O fotógrafo Felipe Fernandes, de 22 anos, teve o nariz quebrado depois de ser agredido com um copo de vidro na noite desta quinta-feira (30). A agressão aconteceu em Nova Friburgo, na região serrana do Rio de Janeiro.

Em uma publicação no Facebook, o jovem contou que nunca havia visto tanto sangue na vida. “Olhava para as minhas roupas, para as minhas mãos, para o chão e estava tudo vermelho. Não sabia direito o que estava acontecendo, não sabia que a causa tinha sido um copo de vidro quebrado no meu rosto”.

Segundo o relato, ele havia voltando do caixa do bar América, onde tinha pagado a conta e já estava pensando em ir embora. “Voltei para o mesmo lugar de onde passamos a noite toda comemorando o aniversário de uma amiga. E ele estava lá. Eu esbarrei nele, não foi proposital. Ele não foi simpático ao dizer que não queria que eu não encostasse nele”.

“Pediu para que eu saísse de perto, mas eu estava naquele exato local a noite toda com meus amigos.

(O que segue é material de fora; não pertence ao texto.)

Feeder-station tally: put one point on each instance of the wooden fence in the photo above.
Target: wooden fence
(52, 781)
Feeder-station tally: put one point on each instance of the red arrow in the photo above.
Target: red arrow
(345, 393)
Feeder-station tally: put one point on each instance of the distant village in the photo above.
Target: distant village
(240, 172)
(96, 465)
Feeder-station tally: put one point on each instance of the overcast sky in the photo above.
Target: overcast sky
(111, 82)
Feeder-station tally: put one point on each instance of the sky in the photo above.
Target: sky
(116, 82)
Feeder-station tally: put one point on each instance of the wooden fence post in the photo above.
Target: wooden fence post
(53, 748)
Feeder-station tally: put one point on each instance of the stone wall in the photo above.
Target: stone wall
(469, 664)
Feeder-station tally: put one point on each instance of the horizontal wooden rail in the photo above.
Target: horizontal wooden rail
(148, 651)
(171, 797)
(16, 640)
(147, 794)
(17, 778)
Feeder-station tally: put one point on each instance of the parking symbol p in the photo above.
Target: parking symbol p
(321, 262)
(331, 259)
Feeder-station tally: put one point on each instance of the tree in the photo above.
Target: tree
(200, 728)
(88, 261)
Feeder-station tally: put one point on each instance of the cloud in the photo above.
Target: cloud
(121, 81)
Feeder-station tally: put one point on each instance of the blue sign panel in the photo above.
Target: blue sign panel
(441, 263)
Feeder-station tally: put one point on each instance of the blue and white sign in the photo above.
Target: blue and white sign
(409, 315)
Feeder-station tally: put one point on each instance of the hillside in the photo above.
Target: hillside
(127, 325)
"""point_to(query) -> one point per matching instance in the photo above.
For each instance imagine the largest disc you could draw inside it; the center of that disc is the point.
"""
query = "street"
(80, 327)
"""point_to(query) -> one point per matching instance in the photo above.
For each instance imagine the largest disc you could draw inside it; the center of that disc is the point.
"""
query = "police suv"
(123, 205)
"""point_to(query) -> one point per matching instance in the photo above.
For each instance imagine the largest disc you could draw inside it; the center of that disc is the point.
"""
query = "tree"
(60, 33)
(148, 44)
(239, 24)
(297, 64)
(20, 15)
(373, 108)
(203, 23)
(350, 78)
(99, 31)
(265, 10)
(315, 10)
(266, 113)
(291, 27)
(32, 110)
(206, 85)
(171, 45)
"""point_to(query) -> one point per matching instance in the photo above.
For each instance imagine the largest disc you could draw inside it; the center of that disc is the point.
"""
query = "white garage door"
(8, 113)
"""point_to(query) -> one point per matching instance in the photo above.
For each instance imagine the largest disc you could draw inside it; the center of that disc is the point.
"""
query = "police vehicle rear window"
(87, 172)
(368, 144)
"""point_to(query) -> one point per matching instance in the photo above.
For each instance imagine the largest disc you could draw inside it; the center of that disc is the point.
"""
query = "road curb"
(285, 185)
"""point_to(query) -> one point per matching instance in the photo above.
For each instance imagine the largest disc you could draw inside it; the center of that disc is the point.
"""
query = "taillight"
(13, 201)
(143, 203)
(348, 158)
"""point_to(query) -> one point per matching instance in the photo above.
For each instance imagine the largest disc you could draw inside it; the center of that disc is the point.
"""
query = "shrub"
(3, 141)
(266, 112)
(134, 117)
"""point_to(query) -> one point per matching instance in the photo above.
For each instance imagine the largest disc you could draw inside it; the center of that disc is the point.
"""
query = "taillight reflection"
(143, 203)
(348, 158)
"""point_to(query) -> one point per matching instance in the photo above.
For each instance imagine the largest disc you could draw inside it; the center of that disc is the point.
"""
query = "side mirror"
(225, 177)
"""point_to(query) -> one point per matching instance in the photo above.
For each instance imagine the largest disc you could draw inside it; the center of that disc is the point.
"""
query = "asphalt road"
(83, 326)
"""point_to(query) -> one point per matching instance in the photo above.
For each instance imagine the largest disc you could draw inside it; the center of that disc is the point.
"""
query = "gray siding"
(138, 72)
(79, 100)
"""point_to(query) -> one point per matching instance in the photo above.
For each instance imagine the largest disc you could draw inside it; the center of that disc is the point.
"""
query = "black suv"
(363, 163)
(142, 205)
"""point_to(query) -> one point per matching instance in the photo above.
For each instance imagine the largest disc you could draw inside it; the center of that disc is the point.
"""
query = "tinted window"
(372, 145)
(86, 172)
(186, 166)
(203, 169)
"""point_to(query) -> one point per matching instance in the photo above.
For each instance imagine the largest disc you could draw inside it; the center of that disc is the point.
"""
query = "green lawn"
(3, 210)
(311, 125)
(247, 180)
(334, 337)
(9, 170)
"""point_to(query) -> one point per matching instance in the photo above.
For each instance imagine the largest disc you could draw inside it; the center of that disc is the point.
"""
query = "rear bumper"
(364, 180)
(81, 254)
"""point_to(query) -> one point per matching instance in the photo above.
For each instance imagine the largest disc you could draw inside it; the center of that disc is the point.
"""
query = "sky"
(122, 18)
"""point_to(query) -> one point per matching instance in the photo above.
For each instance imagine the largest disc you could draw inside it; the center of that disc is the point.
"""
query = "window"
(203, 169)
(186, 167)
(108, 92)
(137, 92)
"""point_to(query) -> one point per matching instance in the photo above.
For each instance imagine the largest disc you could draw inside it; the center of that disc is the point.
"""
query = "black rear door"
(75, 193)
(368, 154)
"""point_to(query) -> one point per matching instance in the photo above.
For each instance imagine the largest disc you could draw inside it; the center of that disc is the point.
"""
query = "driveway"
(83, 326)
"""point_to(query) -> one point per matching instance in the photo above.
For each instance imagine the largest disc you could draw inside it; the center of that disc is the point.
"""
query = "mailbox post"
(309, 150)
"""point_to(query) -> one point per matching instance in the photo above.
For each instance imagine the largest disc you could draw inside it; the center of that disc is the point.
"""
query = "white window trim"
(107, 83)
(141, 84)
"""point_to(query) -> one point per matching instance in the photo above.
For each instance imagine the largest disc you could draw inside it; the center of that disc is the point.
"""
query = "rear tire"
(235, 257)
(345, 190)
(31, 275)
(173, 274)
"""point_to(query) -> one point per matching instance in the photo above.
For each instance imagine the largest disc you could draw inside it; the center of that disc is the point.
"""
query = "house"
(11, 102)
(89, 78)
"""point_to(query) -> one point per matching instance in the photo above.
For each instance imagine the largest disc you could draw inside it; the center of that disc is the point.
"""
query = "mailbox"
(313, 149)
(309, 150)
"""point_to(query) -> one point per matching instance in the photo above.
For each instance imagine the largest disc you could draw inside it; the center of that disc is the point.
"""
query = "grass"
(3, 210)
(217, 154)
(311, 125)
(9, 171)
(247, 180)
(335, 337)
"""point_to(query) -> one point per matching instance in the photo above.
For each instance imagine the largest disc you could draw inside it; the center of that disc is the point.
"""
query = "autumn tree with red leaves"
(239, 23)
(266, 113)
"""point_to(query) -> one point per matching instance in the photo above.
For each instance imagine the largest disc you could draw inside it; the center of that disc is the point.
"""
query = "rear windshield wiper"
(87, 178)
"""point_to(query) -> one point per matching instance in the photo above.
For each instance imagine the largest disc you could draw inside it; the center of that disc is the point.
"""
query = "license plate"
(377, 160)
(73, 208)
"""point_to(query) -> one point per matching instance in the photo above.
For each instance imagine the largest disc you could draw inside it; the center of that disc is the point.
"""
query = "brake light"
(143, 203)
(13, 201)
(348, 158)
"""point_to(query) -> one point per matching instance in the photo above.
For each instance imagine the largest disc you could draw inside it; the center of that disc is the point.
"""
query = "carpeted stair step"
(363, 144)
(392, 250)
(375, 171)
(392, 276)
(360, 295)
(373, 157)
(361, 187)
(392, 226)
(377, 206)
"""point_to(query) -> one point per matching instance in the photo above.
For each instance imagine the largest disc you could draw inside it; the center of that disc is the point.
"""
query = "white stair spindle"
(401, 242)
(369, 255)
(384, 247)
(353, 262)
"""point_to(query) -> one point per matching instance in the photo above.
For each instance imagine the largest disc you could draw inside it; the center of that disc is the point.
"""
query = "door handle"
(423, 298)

Talvez se eu saísse, teria evitado tudo isso. Mas porque eu deveria sair e não ele?”, explica.

O jovem classificou a agressão como homofobia. “Hoje eu sou uma estatística por causa do ódio”. Ele ainda narra que mesmo com muitas testemunhas, o agressor não se intimidou. “Pensei que fosse meu fim. Tinha muita gente em volta, muita gente querendo ajudar, muita gente falando ao mesmo tempo. Tenho vagas lembranças desses momentos, são lembranças que vão me assombrar para o resto da vida”.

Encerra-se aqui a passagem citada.